Optopsy supports extending its functionality through Python entry points. Plugins are discovered automatically at runtime — install a plugin package and it is available immediately.

Entry Point Groups

There are five plugin groups:

Group Purpose
optopsy.strategies Add custom strategy functions
optopsy.signals Add custom entry/exit signal factories
optopsy.providers Add data provider backends
optopsy.tools Add Chat UI tools
optopsy.auth Add Chat UI authentication

All discovery is lazy and cached.
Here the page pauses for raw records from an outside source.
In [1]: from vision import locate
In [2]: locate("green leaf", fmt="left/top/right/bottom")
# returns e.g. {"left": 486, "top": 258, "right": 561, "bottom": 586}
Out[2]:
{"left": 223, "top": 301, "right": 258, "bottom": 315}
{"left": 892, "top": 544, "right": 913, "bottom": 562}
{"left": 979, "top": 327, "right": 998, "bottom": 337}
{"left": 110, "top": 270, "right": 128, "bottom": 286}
A broken plugin is logged and skipped — it cannot crash the host application.

Registering Plugins

Plugins are registered via [project.entry-points] in your package's pyproject.toml:

[project.entry-points."optopsy.strategies"]
my_strategy = "my_package:register_strategies"

[project.entry-points."optopsy.signals"]
my_signals = "my_package:register_signals"

[project.entry-points."optopsy.providers"]
my_provider = "my_package:MyProvider"

[project.entry-points."optopsy.tools"]
my_tools = "my_package:register_tools"

[project.entry-points."optopsy.auth"]
my_auth = "my_package:register_auth"

Strategy Plugins

Each entry point must resolve to a callable (registrar) that returns a dict:

def register_strategies():
    return {
        "my_custom_spread": (
            my_custom_spread_func,   # The strategy function
            "My custom spread strategy",  # Description
            False,                    # is_calendar (True for calendar/diagonal)
            None,                     # option_type: "call", "put", or None
        ),
    }

The strategy function should follow the same signature as built-in strategies (accept a DataFrame and **kwargs).

Signal Plugins

Each entry point must resolve to a callable returning a dict of signal factory lambdas:

def register_signals():
    return {
        "my_custom_signal": lambda period, threshold: ...,
    }

The shape matches the internal SIGNAL_REGISTRY used by the Chat UI.

Provider Plugins

Each entry point must resolve to a DataProvider subclass (the class itself, not an instance):

from optopsy.ui.providers.base import DataProvider

class MyProvider(DataProvider):
    name = "my_provider"
    env_key = "MY_PROVIDER_API_KEY"

    def get_tool_schemas(self): ...
    def get_tool_names(self): ...
    async def execute(self, tool_name, arguments): ...

The provider is auto-detected if its env_key environment variable is set.

Tool Plugins

Each entry point must resolve to a callable returning:

def register_tools():
    return {
        "schemas": [
            # OpenAI-compatible tool schema dicts
            {"type": "function", "function": {"name": "my_tool", ...}},
        ],
        "handlers": {"my_tool": handler_callable},
        "models": {"my_tool": PydanticModel},
        "descriptions": {"my_tool": "Description of my tool"},
    }

Auth Plugins

Each entry point must resolve to a callable returning an auth configuration dict:

def register_auth():
    return {
        "type": "password",  # "password", "oauth", or "header"
        "callback": my_auth_callback,
    }

Only the first discovered auth plugin is used.

Auth Types

Type Callback Signature
password (username: str, password: str) -> cl.User \| None
oauth (provider_id, token, raw_user_data, default_user, id_token) -> cl.User \| None
header (headers) -> cl.User \| None

When no auth plugin is installed, the Chat UI defaults to local header-based auto-auth for single-user access.